Whilst none of these decisions (or any other that I have examined)  does not discuss the presumption in favour of sustainable development as set out in the Framework, these  few examples show that there is considerable doubt about ability if not competence of inspectors (and the Courts)  to address this concept.  I share the inspector's surprise that the presumption has not been the focus if not the main and determining issue in all current planning decisions.


Friday, January 18, 2013

Neighbourhood development plan and permaculture

My parish ( google Drayton near Abingdon ) has adopted a draft housing policy to assist in responses to planning applications.  Weight must be given to these policies which have been drafted to comply with the NPPF (see para 216) although scrutiny by the public is  still to be arranged.  These policies are intended to make new housing as low carbon as possible in terms of materials, energy efficiency and occupation, but also, to make the village location more sustainable through contributions to facilities, services and employment opportunities.  There seems to be every justification for requiring the highest standards to avoid the need for refurbishment and retrofit in the years to 2050 when all housing will have to be close to zero carbon.

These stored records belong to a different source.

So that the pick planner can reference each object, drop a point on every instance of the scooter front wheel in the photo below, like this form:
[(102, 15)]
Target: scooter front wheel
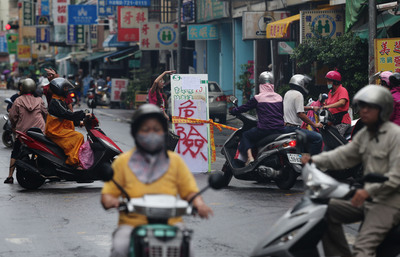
[(287, 179), (227, 177)]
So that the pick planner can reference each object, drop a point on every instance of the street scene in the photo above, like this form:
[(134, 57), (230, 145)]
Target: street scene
[(166, 128)]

One of the contributions expected from new housing (through s106 until it is replaced by Community Infrastructure Levy) is towards allotments and smallholdings.  Cross referencing to countryside and employment policies (not yet adopted by the parish council) it might prove possible to secure one or more dwellings to be restricted by agricultural occupancy conditions (ag tags) and linked to land surplus to that being developed for residential purposes.  If these policies are to accepted by the village, parish council and the local planning authority and taken seriously by developers there will have to be evidence that local food production, processing and distribution could make a substantial contribution to carbon reductions (as well as other benefits recognised as contributing to sustainable development).  There can be promotion of permaculture, community support agriculture and agroforestry with supporting evidence of the benefits.  Whether co-housing and self-building (both being promoted in the draft housing policies) can be woven into the local food story remains to be seen.

And why use NDPs when LPAs have their development plans and will be determining planning applications?   Because district councils  (invc unitaries) may be more hampered by what they regard as normal planning considerations.. This does not prevent LPAs and other parishes from adopting imaginative polices for planning the future of village and particularly the edges where new development is most likely to happen.  If enough NDPs adopt this kind of policy and have these given weight by LPAs there is less reason for the LPA not to follow.